July–September 1987 – Volume 1. Issue 3.

Page 52 of 67

The assembly contains the reset switch, indicators, key switch, etc was also released by two screws. I then discovered that my suspicions were correct. One of the cables to the reset switch was too long, and had got in the way of the keyswitch. When I had turned the latter I had ripped off the former! A quick dab of the soldering iron and all was well.

I was also right about the wait-state link, and changed that to software-selectable.

I noted that the 1.2M floppy drive was a Teac FD55FG unit, and that the Winchester was a half-height Seagate unit. No un-heard of Taiwanese rubbish here! Further, the unit was all equipped to easily take a second Winchester, the power cable sitting there waiting.

The main board on the base of the unit contains the 640K RAM (18 x 256K chips, plus 18 x 64K – 18? Yes, parity RAM.), the 80286, socket for 80287, real time clock/​calendar and battery, keyboard support. and general logic. Like most AT boards, the CHIP’s chip set is used to provide most of the general purpose logic.

There are three “expansion” boards fitted. A full length Winchester / floppy controller board; a full length EGA colour board, also containing the parallel port; and a small dual serial-board, one DB25 being on the same board, plus a cable going to the second DB2S, mounted on one of the rear expansion panels corresponding to an unused expansion slot.

The Monitor

The monitor is a 14″ TVM one (although it actually has a “Copam” label on the front). It is a dual-mode one, switching automatically between CGA and EGA modes as required by the graphics board. On the rear is the mains-in socket, plus a cable going to a 9-way D-type for plugging into the EGA board. There are also four pots, two “Vertical size” and two “Horizontal Centre”, for adjusting the display in each of its modes.
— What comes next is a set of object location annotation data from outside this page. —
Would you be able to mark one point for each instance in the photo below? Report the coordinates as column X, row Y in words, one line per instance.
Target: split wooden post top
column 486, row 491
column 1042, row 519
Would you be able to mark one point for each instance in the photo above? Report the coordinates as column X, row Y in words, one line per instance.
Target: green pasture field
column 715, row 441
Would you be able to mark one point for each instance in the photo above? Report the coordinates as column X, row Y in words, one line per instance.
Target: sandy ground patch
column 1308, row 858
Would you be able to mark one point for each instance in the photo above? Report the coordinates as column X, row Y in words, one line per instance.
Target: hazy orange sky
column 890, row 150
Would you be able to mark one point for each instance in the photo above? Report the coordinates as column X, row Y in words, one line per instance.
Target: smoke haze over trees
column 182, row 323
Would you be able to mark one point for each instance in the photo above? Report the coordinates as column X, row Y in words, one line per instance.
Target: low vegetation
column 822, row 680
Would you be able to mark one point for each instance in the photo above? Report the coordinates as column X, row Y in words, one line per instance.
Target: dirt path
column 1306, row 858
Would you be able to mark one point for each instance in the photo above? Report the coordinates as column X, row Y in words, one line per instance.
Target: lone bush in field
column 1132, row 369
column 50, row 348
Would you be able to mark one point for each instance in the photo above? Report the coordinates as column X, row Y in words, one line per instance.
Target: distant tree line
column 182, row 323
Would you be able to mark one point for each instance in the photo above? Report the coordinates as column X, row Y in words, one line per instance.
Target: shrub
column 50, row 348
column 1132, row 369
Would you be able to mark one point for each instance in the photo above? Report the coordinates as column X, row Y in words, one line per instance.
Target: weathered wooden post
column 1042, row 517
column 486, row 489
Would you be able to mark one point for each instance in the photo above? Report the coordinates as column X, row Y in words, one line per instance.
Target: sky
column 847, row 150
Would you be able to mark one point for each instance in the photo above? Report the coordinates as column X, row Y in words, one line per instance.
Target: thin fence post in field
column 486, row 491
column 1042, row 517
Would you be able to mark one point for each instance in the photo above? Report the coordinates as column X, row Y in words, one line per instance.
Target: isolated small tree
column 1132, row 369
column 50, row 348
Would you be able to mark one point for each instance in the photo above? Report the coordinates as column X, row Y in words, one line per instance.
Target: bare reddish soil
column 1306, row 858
On the front is an on/off switch, power-on indicator, brightness control, and colour balance control. There is also a three position Display Mode switch that gives a full-colour picture, or a green only or amber only one. I can’t really consider this to be an awful lot of use, as it is easy to software select text of your own colour choice anyway. Unless anyone else knows of a good reason? I bet some people can’t work out where their colour has gone, or don’t even know they’ve got it!

The Keyboard

The keyboard is “AT-style”, whatever that means. It has three groups of keys. On the left are 10 function keys, then there is the main alpha-numeric and control cluster, and on the right is the numeric pad, screen control cluster. The main cluster is slightly non-standard in that it has the four cursor keys repeated in a straight line at the bottom right hand corner.

There are three LEDs to indicate Caps Lock, Num Lock and Scroll Lock. A couple of swing-out plastic legs under the keyboard can be used to tilt it, and this is the way that I find it most comfortable.

Key action is a la IBM, in that each key contains a “click” mechanism. It’s not a bad keyboard at all.

The Manual

An A5 ring binder containing the documentation comes with the system. As seems to be happening quite often with both hardware end software these days, there is JUST too much manual for the binder, making it awkward to use unless you remove one of the smaller sections.